Cady Heron is a hit with The Plastics, the A-list girl clique at her new school, until she makes the mistake of falling for Aaron Samuels, the ex-boyfriend of alpha Plastic Regina George.Synposis
And when it came out social media was basically in its infancy. The kind of all-too-serious “reputation destruction” behavior (as psychologist Jonathan Haidt calls it) that could be manageably presented as humorous then would probably nowadays turn quickly tasteless!

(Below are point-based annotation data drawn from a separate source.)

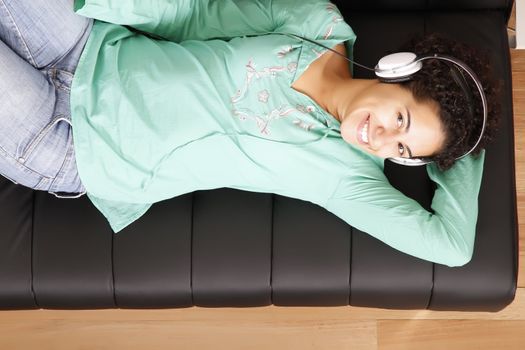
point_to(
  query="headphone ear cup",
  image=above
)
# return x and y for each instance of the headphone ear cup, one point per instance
(395, 80)
(401, 65)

The reason is the social media explosion (not to mention 2+ years of pandemic isolation). “Mean girl” behavior, in reality, is anything but funny, especially when it leads to stuff like self-harm, substance abuse, and suicide. But I suppose the 2004 film could tread the line it did when scrapbooks and rudimentary chat rooms were just a thing…not an intrusive 24/7 presence. 50 million social media platforms and a more refined interpretation of the old “sticks and stones” adage (As a matter of fact, “words can hurt you.” They can’t literally pierce the flesh.) would make Tina Fey’s work harder to put out to a positive reception.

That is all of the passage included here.